Pistacchio di Bronte
Sua Maestà
'Il Pistacchio di Bronte'
Un simbolo della cucina siciliana, che si raccoglie sulle pendici dell’Etna. Una montagna che fuma minacciosa, ma sulle cui pendici crescono delizie e storie di giovani chef e imprenditori per cui il vulcano è vita
Se pensi alla Sicilia pensi ai dolci, ai cannoli croccanti che racchiudono della ricotta soffice e dolce, alle granite a colazione in cui intingere la brioche. Se fosse un sapore, la Sicilia sarebbe il dolce della sua pasticceria, la punta di zucchero della caponata di melanzane, le uvette che punteggiano anche i piatti salati. Pensi a questi sapori antichi, a gesti che si ripetono da generazioni sempre uguali, come un rito, ma la Sicilia è anche una terra di giovani, di innovazione, di scommesse. Vinte.
L’Etna si staglia all’orizzonte, sbuffa a ricordare che non si è ancora spento, con fare minaccioso. Ma il vulcano per chi ci abita non è paura, è soprattutto vita, perché dalle sue pedici scoscese e dal terreno lavico memoria di eruzioni passate, fioriscono eccellenze. Il pistacchio di Bronte è una di queste, dolce e salato, conosciuto e amato in tutto il mondo.

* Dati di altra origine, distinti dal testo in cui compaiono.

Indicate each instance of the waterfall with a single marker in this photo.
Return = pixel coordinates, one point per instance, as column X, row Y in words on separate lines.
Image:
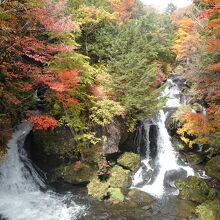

Norbert nel suo Viaggio in Sicilia intrapreso per la serie Storie di Alta Cucina, prodotto da Miele, non poteva non fermarsi in un territorio così ricco di prodotti, di sapori e di storie di siciliani che hanno fatto della loro montagna la loro fortuna.


Incontra l'Esperto

Letizia Grigoli
L’Azienda Agricola di Letizia Grigoli, da pistacchi secchi in guscio o al naturale, ricava prodotti come la crema di pistacchi, pesto di pistacchi e olio, basi per gelati, croccantini, paste senza farina, biscotti brontesi e bacetti.
Pasta
al pesto di pistacchi
Il Pistacchio di Bronte
raccontato da Giovanni Santoro
Antico quanto la Bibbia, il pistacchio arrivò in Sicilia con gli arabi che ne impiantarono le prime colture. Questa pianta longeva e coriacea riesce a crescere anche abbarbicata su terreni lavici e scoscesi, come le pendici dell’Etna e il territorio di Bronte, estremo ma capace di fargli esprimere il massimo delle sue qualità. Viene raccolto ogni due anni, solo dopo aver assorbito dalla terra nera del vulcano tutte quelle sostanze nutritive che rilasciano al frutto i suoi inconfondibili aromi, profumi e sapori senza paragoni. Ecco perché questo “oro verde” è così prezioso, unico e capace di sostenere oltre mille produttori.
“Ricordo ancora il profumo del pistacchio tostato che si vendeva per strada nelle feste di paese. L’ho sempre amato, sin da bambino e lo utilizzo sia fresco sia tostato nella mia cucina” racconta Giovanni Santoro.
Per me fare alta cucina è rispettare la materia prima del mio territorio, l’Etna, riscoprendo ricette e sapori antichi, portandoli con l’innovazione fino ai giorni d’oggi, ad essere moderni”. “Shalare” in dialetto siciliano significa provare gioia e piacere, come il nome del suo ristorante, ed è esattamente quello che accade nella cucina di Giovanni e della Sicilia.